Canonical isomorphism between Cauchy sequence completion and inverse limit I'm studying chapter 10 of Atiyah Macdonald. The book introduces two ways to construct the completion of an abelian topological group: Equivalence classes of Cauchy sequences and inverse limit. I can see how these two are isomorphic as groups. However, the book doesn't explain how they're topologically equivalent (homeomorphic) and I'm unable to fill in the details. I'm looking for a reference that does so.
I've checked a few references. Most details are skipped. (Is it really that easy? I can't see it.) There are also many variations: Some take equivalence classes of Cauchy sequences modulo null sequences. The topology defined on the completion can also be expressed differently.
Here is how the book defines a Cauchy sequence in an abelian topological group:

$ (x_n) $ is a Cauchy sequence if for each neighbourhood $ U $ of $ 0 $, there is $ N $ such that $ n, m > N $ means $ x_n - x_m \in U$.

Given the definition above, I prefer a reference that doesn't use nets or metrics.
Given a chain of subgroups $G = G_0 \supset G_1 \supset G_2 \supset ...$, the book gives $ G $ the topology in which $\langle G_{n} \rangle $ is a neighbourhood basis of $ 0 $. The inverse limit considered is then $ \varprojlim_n G / G_n $.
Thanks
 A: Outline of the proof.
Let $C$ be the group of Cauchy sequences (without the equivalence classes.)
If $\mathbf{a}=\{a_i\}$ is Cauchy, define $N_k(\mathbf {a})$ the be the least value so that for all $i,j\geq N_k(\mathbf a),\ a_i-a_j\in G_k$. This can be written as $a_i+G_k=a_j+G_k$ in $G/G_k$. Then define $\phi_k:C\to G/G_k$ by $\{a_i\}\to a_{N_k(\mathbf{a})}+G_k$.  Show that this is well-defined, and map satisfies the inverse limit criterion. If $p_k:G/G_{k+1}\to G/G_k$ we need to show:
$$p_k\circ\phi_{k+1}=\phi_k$$
So the universal property shows that there is a homomorphism $\phi: C\to\varprojlim_n G / G_n$.
The next step is the to prove that the kernel is exactly the Cauchy sequences that are considered zero in your definition. I think that's easy.
So this shows an isomorphism of groups between these two constructs, but then you need to prove that they have the same open sets.

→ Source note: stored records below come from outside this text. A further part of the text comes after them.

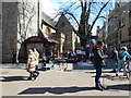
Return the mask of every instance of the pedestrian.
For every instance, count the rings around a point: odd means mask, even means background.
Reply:
[[[34,54],[33,50],[28,50],[28,57],[27,57],[27,62],[26,62],[26,71],[29,73],[29,76],[27,79],[36,79],[36,74],[35,74],[35,66],[36,66],[36,56]]]
[[[12,63],[16,63],[16,50],[12,50]]]
[[[128,50],[127,47],[121,47],[118,53],[118,68],[117,68],[116,76],[119,75],[119,71],[121,66],[123,69],[123,76],[127,76],[126,59],[127,58],[131,59],[131,56],[127,50]]]
[[[117,64],[118,64],[118,51],[114,46],[111,47],[110,58],[111,58],[111,62],[112,62],[111,64],[112,64],[112,68],[114,68],[114,70],[111,72],[116,73]]]
[[[39,53],[38,53],[38,51],[35,49],[35,48],[33,48],[33,52],[34,52],[34,54],[35,54],[35,57],[36,57],[36,69],[35,69],[35,73],[37,74],[37,76],[39,75],[39,71],[38,71],[38,62],[39,62]]]
[[[93,63],[96,69],[96,76],[95,76],[95,87],[98,90],[104,90],[105,87],[100,84],[100,76],[103,72],[103,68],[106,65],[105,62],[105,54],[103,51],[104,42],[103,41],[97,41],[97,45],[93,47]]]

A: The topological group $\widetilde{G} := \varprojlim_n G/G_n$ is uniquely determined by the following universal property:

Let $B$ be an arbitrary topological group with continuous homomorphisms $p_n : B \to G/G_n$ such that all obvious triangles commute, i.e. $c_n \circ p_{n+1} = p_n$ for all $n$, where $c_n$ denotes the canonical (continuous!) homomorphism
  $G/G_{n+1} \to G/G_n$. Then there exists exactly one continuous homomorphism $\varphi : B \to \widetilde{G}$ such that again all obvious triangles commute, i.e. $d_n \circ \varphi = p_n$ for all $n$, where $d_n$ denotes the canonical (continuous!) homomorphism $\widetilde{G} \to G/G_n$.

You should probably draw these diagrams since the statement becomes very natural then. I would have done this, if xymatrix or tikz-cd was available here.

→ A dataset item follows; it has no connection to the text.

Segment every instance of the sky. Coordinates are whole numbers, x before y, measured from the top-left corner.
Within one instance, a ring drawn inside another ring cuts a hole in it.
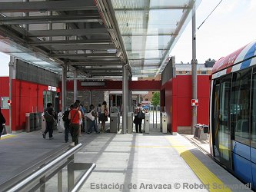
[[[220,0],[202,0],[196,11],[196,28],[207,18]],[[208,58],[218,60],[256,40],[256,0],[223,0],[196,31],[198,63]],[[191,62],[192,24],[190,22],[171,55],[176,63]]]
[[[220,0],[202,0],[196,11],[196,27],[207,18]],[[218,60],[256,40],[256,0],[222,0],[196,32],[198,63]],[[192,58],[191,22],[171,51],[176,63]],[[9,56],[0,53],[0,76],[8,76]]]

Now it is easy to show that $\widehat{G}$ (which denotes the group of Cauchy sequences of $G$ modulo zero sequences) satisfies this property and is therefore isomorphic to $\widetilde{G}$ as a topological group (in particular the isomorphism is a homeomorphism).
First of all we have canonical homomorphisms $d_n : \widehat{G} \to G/G_n$ which are easily seen to be continuous as $G/G_n$ is a discrete space and $d_n^{-1}(0) = \widehat{G_n}$ is open in $\widehat{G}$ for all $n$.

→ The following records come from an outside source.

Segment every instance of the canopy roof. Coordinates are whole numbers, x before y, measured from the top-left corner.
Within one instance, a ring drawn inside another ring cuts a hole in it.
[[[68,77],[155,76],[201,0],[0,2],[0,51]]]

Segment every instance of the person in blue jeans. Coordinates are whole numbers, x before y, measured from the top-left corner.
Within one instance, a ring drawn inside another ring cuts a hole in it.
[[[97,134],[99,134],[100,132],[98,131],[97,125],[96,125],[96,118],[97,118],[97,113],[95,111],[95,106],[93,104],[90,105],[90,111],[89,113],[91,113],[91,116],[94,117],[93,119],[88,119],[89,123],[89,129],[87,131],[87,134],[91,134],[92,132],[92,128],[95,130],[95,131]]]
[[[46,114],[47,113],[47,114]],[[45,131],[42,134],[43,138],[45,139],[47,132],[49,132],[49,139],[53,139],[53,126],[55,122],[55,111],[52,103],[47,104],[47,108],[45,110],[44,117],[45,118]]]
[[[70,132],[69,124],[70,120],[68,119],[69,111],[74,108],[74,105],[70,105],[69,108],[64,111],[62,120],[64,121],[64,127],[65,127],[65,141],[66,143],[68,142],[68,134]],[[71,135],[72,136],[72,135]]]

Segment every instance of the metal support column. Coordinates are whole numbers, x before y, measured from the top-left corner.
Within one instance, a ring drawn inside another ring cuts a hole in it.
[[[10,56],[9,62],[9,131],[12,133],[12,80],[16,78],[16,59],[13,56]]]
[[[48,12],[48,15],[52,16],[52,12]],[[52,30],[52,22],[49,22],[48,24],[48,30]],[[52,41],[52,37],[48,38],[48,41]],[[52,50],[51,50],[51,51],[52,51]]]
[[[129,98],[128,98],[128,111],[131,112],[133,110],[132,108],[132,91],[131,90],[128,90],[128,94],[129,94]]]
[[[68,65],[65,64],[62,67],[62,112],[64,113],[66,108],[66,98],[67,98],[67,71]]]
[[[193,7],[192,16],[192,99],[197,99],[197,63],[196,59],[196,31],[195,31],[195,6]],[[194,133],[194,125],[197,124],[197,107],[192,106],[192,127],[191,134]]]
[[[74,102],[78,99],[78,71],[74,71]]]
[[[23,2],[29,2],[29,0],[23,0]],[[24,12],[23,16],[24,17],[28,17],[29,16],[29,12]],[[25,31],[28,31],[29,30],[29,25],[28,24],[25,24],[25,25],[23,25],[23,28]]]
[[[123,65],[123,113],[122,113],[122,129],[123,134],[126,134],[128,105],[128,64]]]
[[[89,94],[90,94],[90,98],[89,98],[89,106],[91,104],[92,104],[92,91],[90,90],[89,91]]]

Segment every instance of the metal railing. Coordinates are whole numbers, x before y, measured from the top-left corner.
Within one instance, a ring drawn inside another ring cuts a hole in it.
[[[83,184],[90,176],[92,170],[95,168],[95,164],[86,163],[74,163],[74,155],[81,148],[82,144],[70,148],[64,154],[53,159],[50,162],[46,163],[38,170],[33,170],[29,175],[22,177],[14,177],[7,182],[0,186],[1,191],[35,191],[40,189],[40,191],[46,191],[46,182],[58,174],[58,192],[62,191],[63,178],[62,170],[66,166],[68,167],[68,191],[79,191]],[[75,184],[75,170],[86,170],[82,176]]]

Let $B$ be an arbitrary topological group with homomorphisms $p_n$ as above. Consider an arbitrary element $x \in B$ and let $x_n \in G$ be a representative of $p_n(x)$. Then $(x_n)_{n \geq 1}$ is a Cauchy sequence in $G$ and any other choice of representatives leads to an equivalent sequence up to zero sequences. So we get a well defined map $\varphi : B \to \widehat{G}$ which is easily seen to be a homomorphism which satisfies the above properties, and is uniquely determined by them.
So it suffices to show that $\varphi$ is continuous. Since the topology of $\widehat{G}$ is given by the filtration $\widehat{G_1} \geq \widehat{G_2} \geq \widehat{G_3} \geq \dots$ we only have to show that $\varphi^{-1}(\widehat{G_n})$ is open in $B$ for all $n$. By looking at the definition we see that $\varphi^{-1}(\widehat{G_n}) = \bigcup_{m \geq n} p_m^{-1}(G_n/G_m)$. This set is open since all $p_m$ are continuous.